A few days away from savoring a Canarian Sancocho… A local tradition at Easter

With our sights set on Easter that brings us this month of April, the countdown begins to return to enjoying that unique traditional cuisine for these dates and thinking that nowadays very little is cooked on a daily basis.
My mother begins to buy that salted fish, those fresh potatoes… She looked for palm pepper in the market and she let the tomatoes that they bring from their town ripen… suddenly several events began to take place that will lead us to enjoy various typical dishes in this traditional cuisine of ours.
Do you know what a mojotomate is? Tollo in sauce, fish onions, chickpea and spinach stew, sancocho or in desserts, torrijas, flour pancakes, pumpkin pancakes, banana pancakes, sweet potato pancakes, frangollo, roasted milk , sweet potato buns (La Palma), donuts… those dishes are essential in our cousin!
But today we are talking about the sancocho and its history.

At the end of the XIX century, the fish in our land was fished and sold what we needed every day, we did not have too much of it and we were unaware of fishing conservation techniques. But like any evolution, salting techniques began to appear. From there you begin to have knowledge to start the Sancocho.

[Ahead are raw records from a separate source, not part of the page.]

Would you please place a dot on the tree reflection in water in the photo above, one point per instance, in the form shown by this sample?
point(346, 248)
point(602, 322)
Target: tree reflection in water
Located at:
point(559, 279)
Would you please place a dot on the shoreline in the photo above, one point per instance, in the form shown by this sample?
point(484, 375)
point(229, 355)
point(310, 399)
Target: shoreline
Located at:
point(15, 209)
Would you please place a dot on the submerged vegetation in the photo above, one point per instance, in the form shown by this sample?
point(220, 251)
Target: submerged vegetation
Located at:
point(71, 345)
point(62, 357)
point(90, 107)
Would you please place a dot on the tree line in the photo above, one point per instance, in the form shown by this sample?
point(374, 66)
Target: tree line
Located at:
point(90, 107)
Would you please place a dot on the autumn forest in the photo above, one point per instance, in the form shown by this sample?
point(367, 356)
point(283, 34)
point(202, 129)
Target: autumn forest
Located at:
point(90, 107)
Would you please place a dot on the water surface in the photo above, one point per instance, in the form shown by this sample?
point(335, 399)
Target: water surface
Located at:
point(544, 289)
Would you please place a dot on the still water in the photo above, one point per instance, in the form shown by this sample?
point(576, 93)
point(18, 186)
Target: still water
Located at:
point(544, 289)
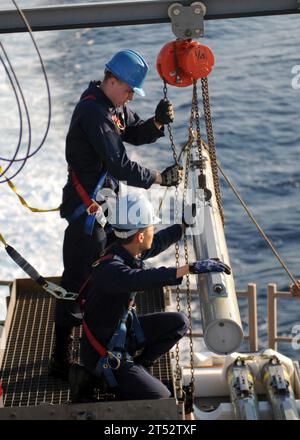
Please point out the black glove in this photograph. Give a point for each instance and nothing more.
(211, 265)
(164, 113)
(171, 176)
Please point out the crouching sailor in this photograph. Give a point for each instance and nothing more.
(112, 331)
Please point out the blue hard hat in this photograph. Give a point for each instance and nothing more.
(129, 67)
(133, 212)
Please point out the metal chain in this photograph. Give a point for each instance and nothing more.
(197, 120)
(188, 289)
(171, 137)
(211, 145)
(178, 380)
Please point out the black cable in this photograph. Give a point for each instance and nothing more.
(20, 115)
(27, 116)
(28, 155)
(46, 80)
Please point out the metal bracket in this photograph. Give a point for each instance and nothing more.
(187, 21)
(59, 292)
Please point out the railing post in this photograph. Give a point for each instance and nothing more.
(252, 317)
(272, 316)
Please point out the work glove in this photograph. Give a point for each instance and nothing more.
(171, 176)
(164, 113)
(211, 265)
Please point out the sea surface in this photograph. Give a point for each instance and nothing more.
(255, 98)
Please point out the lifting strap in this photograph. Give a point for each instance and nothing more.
(22, 200)
(52, 288)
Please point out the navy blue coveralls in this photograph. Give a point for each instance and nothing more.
(107, 298)
(94, 145)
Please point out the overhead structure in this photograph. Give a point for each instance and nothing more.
(120, 13)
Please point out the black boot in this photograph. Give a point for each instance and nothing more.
(62, 354)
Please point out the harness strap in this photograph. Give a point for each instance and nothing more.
(93, 341)
(115, 351)
(91, 205)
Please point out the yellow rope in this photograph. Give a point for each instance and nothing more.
(3, 240)
(22, 200)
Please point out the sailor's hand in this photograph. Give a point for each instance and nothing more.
(171, 176)
(164, 113)
(295, 288)
(189, 214)
(210, 265)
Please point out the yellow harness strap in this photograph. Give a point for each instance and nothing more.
(22, 200)
(3, 240)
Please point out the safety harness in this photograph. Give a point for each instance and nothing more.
(89, 203)
(114, 354)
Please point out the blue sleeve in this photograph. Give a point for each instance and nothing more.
(139, 132)
(117, 277)
(162, 240)
(109, 146)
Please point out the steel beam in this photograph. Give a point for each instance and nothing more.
(120, 13)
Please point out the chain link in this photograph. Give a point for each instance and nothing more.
(171, 137)
(178, 380)
(211, 145)
(188, 289)
(197, 121)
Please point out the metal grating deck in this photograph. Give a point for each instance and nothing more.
(29, 333)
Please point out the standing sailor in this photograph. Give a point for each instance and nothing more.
(97, 158)
(112, 330)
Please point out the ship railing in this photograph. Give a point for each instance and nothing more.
(273, 295)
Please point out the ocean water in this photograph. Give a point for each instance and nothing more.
(255, 112)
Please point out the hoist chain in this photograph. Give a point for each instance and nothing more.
(171, 137)
(195, 114)
(195, 117)
(188, 289)
(211, 144)
(178, 381)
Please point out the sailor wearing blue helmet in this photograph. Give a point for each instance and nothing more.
(97, 158)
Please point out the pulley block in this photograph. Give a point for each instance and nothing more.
(180, 62)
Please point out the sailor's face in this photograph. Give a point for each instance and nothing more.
(122, 93)
(148, 234)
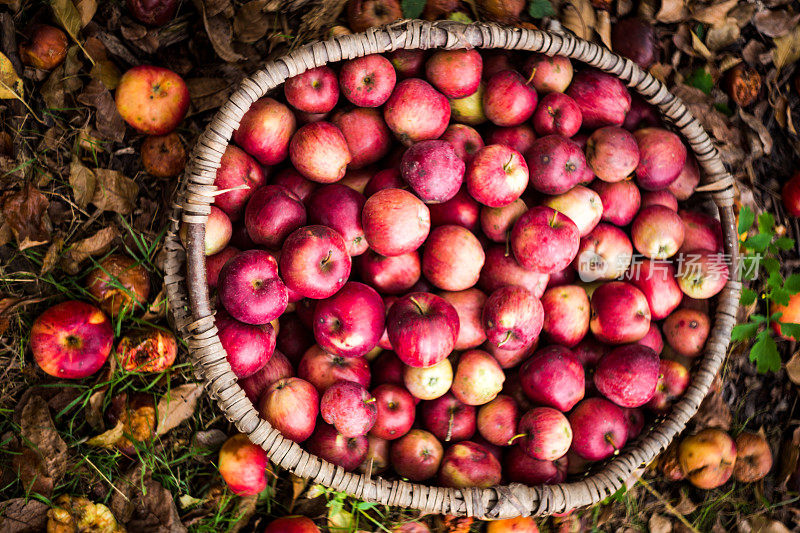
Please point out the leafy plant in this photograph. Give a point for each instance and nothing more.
(760, 252)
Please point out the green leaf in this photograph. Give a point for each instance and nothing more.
(744, 331)
(540, 9)
(766, 223)
(748, 297)
(746, 219)
(765, 353)
(412, 8)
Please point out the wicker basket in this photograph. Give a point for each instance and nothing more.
(193, 314)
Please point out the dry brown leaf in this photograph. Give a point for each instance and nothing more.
(25, 212)
(114, 192)
(83, 183)
(579, 17)
(177, 405)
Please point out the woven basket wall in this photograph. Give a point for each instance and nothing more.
(192, 312)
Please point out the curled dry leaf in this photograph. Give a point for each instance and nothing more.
(25, 212)
(177, 406)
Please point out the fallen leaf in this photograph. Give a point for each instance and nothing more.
(177, 406)
(25, 211)
(83, 183)
(10, 82)
(114, 191)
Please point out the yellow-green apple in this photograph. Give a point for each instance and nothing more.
(581, 204)
(119, 283)
(322, 369)
(620, 313)
(604, 253)
(603, 98)
(557, 114)
(599, 429)
(429, 383)
(556, 164)
(319, 152)
(497, 175)
(422, 328)
(544, 433)
(661, 158)
(315, 262)
(707, 458)
(395, 222)
(330, 445)
(243, 465)
(395, 412)
(291, 406)
(152, 99)
(544, 240)
(686, 331)
(433, 170)
(753, 457)
(452, 258)
(508, 100)
(628, 375)
(548, 74)
(566, 314)
(314, 91)
(553, 377)
(368, 137)
(497, 420)
(249, 288)
(416, 111)
(367, 81)
(621, 200)
(416, 455)
(467, 464)
(71, 340)
(657, 232)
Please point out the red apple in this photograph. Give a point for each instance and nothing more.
(433, 170)
(395, 222)
(322, 369)
(349, 323)
(468, 464)
(557, 114)
(416, 111)
(566, 314)
(243, 465)
(265, 131)
(330, 445)
(603, 98)
(315, 262)
(153, 100)
(416, 455)
(291, 406)
(554, 377)
(544, 240)
(249, 288)
(395, 412)
(628, 375)
(599, 429)
(508, 100)
(71, 340)
(620, 200)
(545, 433)
(620, 313)
(367, 81)
(661, 159)
(556, 164)
(319, 152)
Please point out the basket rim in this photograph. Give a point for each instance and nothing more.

In a few years this dish was introduced into the diet of Gran Canarians and they normally ate it when going to work in the morning. It was adapting to each zone of the island and to the agrarian wealth that each zone had; In the south it was more common to find this recipe with conger eel or grouper, potatoes or sweet potato and in the north it was more common with sea bass or grouper.
It is noted that this recipe appears from the hand of the Portuguese, when they arrived with their cod culture and here what they found was grouper, sea bass… they adapted their knowledge to the ingredients that we had here.
Now this recipe stays for the days of Easter, especially Good Friday: “Today it’s Canarian sancocho time!”
That’s what my mother says… the table is set and on it you find a gofio pellet, which normally has banana or sugar, desalted and boiled grouper, potatoes, sweet potatoes and not to mention the mojo (red or green, it doesn’t matter, but at home it was always red).
Do you dare to cook the Canarian sancocho?
Any typical recipe for these days in your family?